C.S. Lewis on John Jewel (1522-71)

"One of Jewel's very minor works in Latin, the early Oratio contra Rhetoricam would be of great literary interest if we could be sure that it was seriously intended. We should have to salute a man who stood almost alone in maintaining that rhetorical study is a total waste of time, that rhetoricians are neither better understood nor more believed than natural speakers, and that an art which bad causes need far more than good ones is the ruin of states. The Oratio has been so taken by an eminent scholar, but I cannot agree with him. What first awakes suspicion is the absence of all arguments drawn from religion. Its whole atmosphere is that of literary paganism. And towards the end we find a passage which, from such a man at such a date, must surely be ironical. It might be translated thus:

Our owne country men not many yeares sithence whan they had no shadowe, I saie not of eloquence but of verie Latine and clene language, whan Cicero lay despised and scorned in kennels and darke corners and Scotus blocked vp the gate and entrie of all the scholes, how well learned neuerthelater, of how sharpe iudgment in philosophie, how graue in diuinity they were esteemde? Oh blessed vniversitie! Oh the goode worlde! For than naught might be done against oure sentence, than might we make peace and warre and stirre vp tumultes and sette prynces by the eares.

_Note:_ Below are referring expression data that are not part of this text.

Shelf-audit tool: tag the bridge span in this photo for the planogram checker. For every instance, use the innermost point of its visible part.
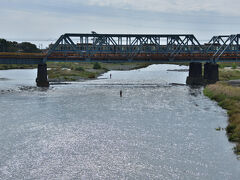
(118, 48)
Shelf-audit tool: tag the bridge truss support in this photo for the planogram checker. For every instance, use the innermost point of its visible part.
(195, 74)
(128, 47)
(211, 74)
(42, 78)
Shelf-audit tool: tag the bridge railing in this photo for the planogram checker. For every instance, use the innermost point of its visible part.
(126, 45)
(224, 47)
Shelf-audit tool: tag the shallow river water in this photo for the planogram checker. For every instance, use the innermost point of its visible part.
(85, 130)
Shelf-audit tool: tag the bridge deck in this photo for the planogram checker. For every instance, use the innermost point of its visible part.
(38, 58)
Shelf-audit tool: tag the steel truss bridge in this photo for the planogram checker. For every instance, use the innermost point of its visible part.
(132, 48)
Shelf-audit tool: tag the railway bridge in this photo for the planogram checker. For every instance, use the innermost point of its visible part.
(119, 48)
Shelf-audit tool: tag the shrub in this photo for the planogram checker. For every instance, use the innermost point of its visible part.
(96, 65)
(79, 68)
(234, 66)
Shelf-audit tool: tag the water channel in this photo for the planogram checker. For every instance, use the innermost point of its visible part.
(85, 130)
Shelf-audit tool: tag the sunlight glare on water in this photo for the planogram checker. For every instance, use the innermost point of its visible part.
(85, 130)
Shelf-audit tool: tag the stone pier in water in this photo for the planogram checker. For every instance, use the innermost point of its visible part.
(211, 74)
(42, 78)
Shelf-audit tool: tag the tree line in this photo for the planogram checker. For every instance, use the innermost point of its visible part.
(13, 46)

What can this be but an insinuation that none could seriously attack (as Jewel has been ostensibly attacking) the new Ciceronianism, unless he were a Papist and a scholastic? The whole Oratio is a laboured academic joke of the kind not then uncommon. Jewel was no more seriously condemning rhetoric than Erasmus was seriously praising folly."

--English Literature in the Sixteenth Century Excluding Drama, 306-307

1 comment:

Lee Faber said...

that's great. If only Scotus were still blocking up the schools.